Why is India’s CAMPA at odds with new IPCC report?

Context – Synthesis Report of the Intergovernmental Panel on Climate Change (IPCC), a U.N. expert body, states that not degrading existing ecosystems in the first place will do more to lower the impact of the climate crisis than restoring ecosystems that have been destroyed — a finding that speaks to an increasingly contested policy in India that has allowed forests in one part of the country to be cut down and ‘replaced’ with those elsewhere.

Background – To compensate the loss of forest area and to maintain the sustainability, the Government of India came up with a well-defined Act, known as CAMPA (Compensatory Afforestation Fund Management and Planning Authority).

Key features of the CAMPA Act

  1. To compensate the loss of forest area and to maintain the sustainability, the Government of India came up with a well-defined Act, known as CAMPA (Compensatory Afforestation Fund Management and Planning Authority).
  2. The law establishes the National Compensatory Afforestation Fund under the Public Account of India, and a State Compensatory Afforestation Fund under the Public Account of each state.
  3. These Funds will receive payments for: (i) compensatory afforestation, (ii) net present value of forest (NPV), and (iii) other project specific payments. 
  4. The National Fund will receive 10% of these funds, and the State Funds will receive the remaining 90%.
  5. According to the Act’s provision, a company diverting forest land must provide alternative land to take up compensatory afforestation.
  6. For afforestation, the company should pay to plant new trees in the alternative land provided to the state.
In 2002, the Supreme Court had observed that collected funds for afforestation were under-utilised by the states and it ordered for centrally pooling of funds under ad hoc Compensatory Afforestation Fund.
The court had set up the ad hoc National Compensatory Afforestation Fund Management and Planning Authority (CAMPA) to manage the fund. In 2009, states had also set up state CAMPAs that received 10 per cent of funds from the national CAMPA to use for afforestation and forest conservation.

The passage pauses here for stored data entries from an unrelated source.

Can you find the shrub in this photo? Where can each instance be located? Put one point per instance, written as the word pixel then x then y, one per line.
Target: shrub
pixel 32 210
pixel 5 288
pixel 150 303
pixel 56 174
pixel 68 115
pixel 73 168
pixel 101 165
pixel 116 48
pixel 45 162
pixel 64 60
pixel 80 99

NET PRESENT VALUE- ANALYSIS

Under the Forest Conservation Act, 1980 (FCA), developers who use forest land for their projects are required to pay a one-time monetary valuation, called Net Present Value (NPV), to the government in lieu of cutting down forests.

It depends on factors such as the quality and type of forests. Since 2009, the government has been charging between Rs. 438,000 and Rs. 1.04 million as the NPV for diverting every hectare of forest.According to a 2008 Supreme Court order, the NPV was supposed to be revised by the Indian government in three years.

But it failed to do so despite recommendations from several committees.In January 2021, the Union Ministry of Environment, Forest and Climate Change (MoEFCC) proposed to hike the NPV by 1.51 times which was based on the Wholesale Price Index (WPI).

However, while doing so, it set aside the recommendation of a four-time increase in the NPV by another expert group the ministry had constituted earlier in 2014.

Existing Issues

  • Against Ecological principles – The act allows afforestation activities to be taken place in some other areas. New forests cannot replace the age old natural forests. For e.g. Creating single species plantations in, say, Haryana does not really come close to a natural sal forest lost to a development project in, say, Central Indian forests in terms of biodiversity, local livelihoods, hydrological services, and sequestered carbon,
  • Methodology – Experts feel that the NPV is miscalculated and is undervalued as it does not take ecosystem services into account while calculating the value. 
  • Non revision – According to a 2008 Supreme Court order, the NPV was supposed to be revised by the Indian government in three years. But it failed to do so despite recommendations from several committees.
  • Underutilization of funds – The FSI collected data on total money allocated by the central government to the state government and forest cover in India between 2009-10 and 2016-17Its analysis showed that funding by the central government increased at a rate of 84.67 per cent in the period, but the forest cover increased by only 2.42 per cent. So, increase in CAMPA funding by the central government has clearly not resulted in significant increase in forest cover.
  • Misutilization of funds – Several state governments are not utilising it properly. An amount of Rs 86 lakh from CAMPA funds meant for afforestation was reportedly spent on litigation work in Punjab.
  • Lack of focus on species specific plantation – At several places, the loss of natural species is compensated with plantation of non-native species in the name of the artificial plantation. It serves as a threat to even the existing ecosystem.

Way ahead?

The central government should adopt the concept of outcome budgeting for allocation of funds to the state government in which funding will be done on instalment basis by checking the outcome of previous funds. Then, state governments should restore the existing forests rather than creating new ones.